SP 2014’ün Altına Düştü


Saadet Partisi 31 Mart’ta 2014 yerel seçiminde aldığı oyun 0,13 puan gerisinde kaldı ve giderek düşen performansına bir yenisini daha ekledi.

SP 2014 ün Altına Düştü
Saadet Partisi’nin 31 Mart seçimlerinde aday gösterdiği İdris Naim Şahin FETÖ operasyonu kapsamında kapatılan Zaman gazetesine destek olmaya gitmişti.

Türkiye demokratik olgunluk içerisinde ve yüksek bir katılım oranıyla 31 Mart yerel seçimlerini tamamladı. Seçimin ardından partilerin oyu ve siyasal ağırlığı ortaya çıkmaya başladı. Demokrasi yarışı milletin iradesinin tecelli etmesiyle sonuçlandı. AK Parti ve Cumhur İttifakı’nın diğer bileşeni MHP toplumun tüm kesimlerinden oy alarak bir kez daha Türkiye partisi olma hüviyetine sahip olduklarını tescilledi. Böylece Akdeniz ve Ege bölgeleri hariç Türkiye’nin her bölgesinde üstünlük sağlayan AK Parti ve Başkan Recep Tayyip Erdoğan başarı hikayesine bir yenisini daha eklemiş oldu.

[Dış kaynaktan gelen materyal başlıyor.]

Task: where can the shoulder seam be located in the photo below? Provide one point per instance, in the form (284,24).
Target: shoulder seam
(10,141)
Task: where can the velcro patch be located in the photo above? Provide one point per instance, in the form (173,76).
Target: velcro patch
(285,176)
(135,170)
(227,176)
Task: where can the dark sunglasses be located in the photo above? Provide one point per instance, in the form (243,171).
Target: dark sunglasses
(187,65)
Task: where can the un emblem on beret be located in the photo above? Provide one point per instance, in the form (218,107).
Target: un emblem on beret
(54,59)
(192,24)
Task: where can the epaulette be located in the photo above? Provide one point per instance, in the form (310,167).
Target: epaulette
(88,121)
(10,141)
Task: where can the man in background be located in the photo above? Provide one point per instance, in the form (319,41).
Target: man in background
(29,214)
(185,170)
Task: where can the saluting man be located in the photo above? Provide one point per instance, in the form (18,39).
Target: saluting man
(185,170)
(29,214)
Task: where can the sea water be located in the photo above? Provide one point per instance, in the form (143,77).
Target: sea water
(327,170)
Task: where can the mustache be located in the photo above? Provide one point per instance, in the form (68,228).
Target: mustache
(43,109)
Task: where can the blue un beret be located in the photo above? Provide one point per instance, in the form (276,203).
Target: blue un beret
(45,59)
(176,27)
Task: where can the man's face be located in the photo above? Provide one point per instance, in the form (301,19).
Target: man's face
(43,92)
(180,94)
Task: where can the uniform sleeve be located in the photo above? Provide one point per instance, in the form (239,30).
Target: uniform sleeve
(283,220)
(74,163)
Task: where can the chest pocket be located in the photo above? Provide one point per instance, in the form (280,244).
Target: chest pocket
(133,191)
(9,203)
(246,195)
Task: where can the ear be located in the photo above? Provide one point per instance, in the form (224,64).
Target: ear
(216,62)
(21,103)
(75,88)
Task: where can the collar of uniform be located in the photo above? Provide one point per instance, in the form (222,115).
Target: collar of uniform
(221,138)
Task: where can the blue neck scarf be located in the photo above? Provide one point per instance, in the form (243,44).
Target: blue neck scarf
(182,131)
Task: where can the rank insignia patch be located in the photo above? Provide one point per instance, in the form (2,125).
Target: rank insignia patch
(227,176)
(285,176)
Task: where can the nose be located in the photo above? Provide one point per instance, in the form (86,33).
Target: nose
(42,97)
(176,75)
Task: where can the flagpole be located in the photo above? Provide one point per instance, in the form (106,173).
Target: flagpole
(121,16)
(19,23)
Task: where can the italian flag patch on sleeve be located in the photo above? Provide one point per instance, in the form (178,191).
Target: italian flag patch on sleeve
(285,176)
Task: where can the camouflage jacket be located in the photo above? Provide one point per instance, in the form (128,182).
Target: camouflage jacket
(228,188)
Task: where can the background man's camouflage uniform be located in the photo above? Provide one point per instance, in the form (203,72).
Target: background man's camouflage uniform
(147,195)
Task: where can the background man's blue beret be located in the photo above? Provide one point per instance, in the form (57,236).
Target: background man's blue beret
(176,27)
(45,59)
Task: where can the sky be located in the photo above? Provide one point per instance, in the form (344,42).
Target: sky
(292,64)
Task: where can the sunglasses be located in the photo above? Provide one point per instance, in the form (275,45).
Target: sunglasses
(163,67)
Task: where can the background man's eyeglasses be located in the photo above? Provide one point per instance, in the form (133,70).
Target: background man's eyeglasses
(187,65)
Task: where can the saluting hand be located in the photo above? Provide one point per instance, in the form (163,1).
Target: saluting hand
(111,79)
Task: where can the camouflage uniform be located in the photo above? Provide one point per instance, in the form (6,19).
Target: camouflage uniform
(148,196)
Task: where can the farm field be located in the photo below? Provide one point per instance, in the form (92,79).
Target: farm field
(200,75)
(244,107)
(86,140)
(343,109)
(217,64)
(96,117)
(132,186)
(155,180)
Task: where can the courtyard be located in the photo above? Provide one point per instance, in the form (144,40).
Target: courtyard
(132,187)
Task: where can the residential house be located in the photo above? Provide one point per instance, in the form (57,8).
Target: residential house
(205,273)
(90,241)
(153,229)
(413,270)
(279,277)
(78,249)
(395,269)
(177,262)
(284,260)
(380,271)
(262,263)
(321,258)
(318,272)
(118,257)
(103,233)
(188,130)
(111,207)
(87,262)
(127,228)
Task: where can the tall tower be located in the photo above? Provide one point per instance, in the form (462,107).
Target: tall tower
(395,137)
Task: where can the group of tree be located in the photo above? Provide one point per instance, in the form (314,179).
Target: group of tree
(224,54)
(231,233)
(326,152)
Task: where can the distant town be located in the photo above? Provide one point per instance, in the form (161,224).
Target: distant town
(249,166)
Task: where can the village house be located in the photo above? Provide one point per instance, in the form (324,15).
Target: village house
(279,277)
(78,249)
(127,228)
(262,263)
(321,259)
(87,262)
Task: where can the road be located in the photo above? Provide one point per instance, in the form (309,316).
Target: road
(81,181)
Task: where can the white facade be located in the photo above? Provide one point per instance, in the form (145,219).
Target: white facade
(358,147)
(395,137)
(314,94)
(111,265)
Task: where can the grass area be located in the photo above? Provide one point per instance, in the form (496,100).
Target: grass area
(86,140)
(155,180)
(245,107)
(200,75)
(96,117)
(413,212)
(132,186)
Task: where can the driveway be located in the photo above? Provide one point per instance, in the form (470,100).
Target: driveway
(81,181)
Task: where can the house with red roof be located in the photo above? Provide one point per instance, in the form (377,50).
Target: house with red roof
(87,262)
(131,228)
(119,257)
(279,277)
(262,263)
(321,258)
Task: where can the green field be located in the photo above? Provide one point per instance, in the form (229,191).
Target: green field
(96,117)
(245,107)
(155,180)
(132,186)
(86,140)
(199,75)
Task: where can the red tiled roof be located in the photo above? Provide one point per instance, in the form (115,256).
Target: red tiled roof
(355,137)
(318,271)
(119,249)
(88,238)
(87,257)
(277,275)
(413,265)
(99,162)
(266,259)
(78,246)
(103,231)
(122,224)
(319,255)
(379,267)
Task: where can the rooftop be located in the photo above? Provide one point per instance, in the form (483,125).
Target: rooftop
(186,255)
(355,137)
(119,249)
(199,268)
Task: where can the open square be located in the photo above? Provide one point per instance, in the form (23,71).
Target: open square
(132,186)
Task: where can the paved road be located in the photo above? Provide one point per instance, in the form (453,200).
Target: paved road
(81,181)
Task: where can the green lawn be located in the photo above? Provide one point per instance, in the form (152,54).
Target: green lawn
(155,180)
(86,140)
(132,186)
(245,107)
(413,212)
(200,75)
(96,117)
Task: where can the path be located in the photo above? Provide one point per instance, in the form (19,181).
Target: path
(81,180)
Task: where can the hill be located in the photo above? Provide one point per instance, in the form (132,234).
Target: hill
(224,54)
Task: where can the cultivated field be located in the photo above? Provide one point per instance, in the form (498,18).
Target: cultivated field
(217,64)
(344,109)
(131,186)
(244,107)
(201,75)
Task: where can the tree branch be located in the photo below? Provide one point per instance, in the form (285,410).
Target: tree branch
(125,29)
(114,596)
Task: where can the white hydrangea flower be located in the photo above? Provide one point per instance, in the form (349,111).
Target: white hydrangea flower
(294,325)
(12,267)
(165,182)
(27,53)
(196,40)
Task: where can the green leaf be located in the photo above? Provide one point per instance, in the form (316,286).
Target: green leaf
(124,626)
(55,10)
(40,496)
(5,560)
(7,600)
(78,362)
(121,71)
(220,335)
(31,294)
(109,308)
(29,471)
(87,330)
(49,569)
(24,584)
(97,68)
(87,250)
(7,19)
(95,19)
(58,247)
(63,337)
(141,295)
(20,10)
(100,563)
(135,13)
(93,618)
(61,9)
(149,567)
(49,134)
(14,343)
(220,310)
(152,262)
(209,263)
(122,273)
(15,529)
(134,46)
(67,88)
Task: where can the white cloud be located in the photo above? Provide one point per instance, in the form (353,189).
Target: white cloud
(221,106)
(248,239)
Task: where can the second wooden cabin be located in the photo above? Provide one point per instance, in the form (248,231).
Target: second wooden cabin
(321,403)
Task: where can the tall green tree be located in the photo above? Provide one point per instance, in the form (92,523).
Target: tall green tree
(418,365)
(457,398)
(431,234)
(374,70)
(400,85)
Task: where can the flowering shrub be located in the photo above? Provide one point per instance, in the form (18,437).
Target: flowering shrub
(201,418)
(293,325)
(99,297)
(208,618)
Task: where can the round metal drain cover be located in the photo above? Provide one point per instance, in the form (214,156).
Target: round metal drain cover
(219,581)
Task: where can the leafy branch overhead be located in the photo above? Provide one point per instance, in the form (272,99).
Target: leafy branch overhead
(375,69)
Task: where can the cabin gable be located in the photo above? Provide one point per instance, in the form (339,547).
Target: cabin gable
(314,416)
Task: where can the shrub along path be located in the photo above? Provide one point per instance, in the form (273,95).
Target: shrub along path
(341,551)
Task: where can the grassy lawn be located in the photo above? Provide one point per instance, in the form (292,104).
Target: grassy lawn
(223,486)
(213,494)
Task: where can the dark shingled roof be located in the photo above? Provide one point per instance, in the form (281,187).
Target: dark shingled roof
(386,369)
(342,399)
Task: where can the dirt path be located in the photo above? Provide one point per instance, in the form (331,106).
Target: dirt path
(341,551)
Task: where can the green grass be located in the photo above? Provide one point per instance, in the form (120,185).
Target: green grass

31 Mart yerel seçiminin birbirinden farklı birçok özelliği içinde barındıran bir ayrıcalığa sahip olduğunu ifade etmek gerekir. Öncelikle 2018’de hayata geçirilen yeni sistemin ilk sınavı olma özelliğine sahip bir seçimdir. Bu anlamda ortaya çıkan tablo zaman zaman parlamenter sisteme dönüş naraları atan muhalefet partilerinin tüm olumsuz yakarışlarına rağmen yeni sistemin adım adım kalıcı hale gelmeye ve kök salmaya başladığını göstermiştir. Böylece başarılı bir biçimde ilk sınavını veren Cumhurbaşkanlığı hükümet sistemi önemli bir eşiği aşmış ve demokratik konsolidasyonu inşa edecek biçimde kurumsallaşma için yeni bir imkan elde etmiştir.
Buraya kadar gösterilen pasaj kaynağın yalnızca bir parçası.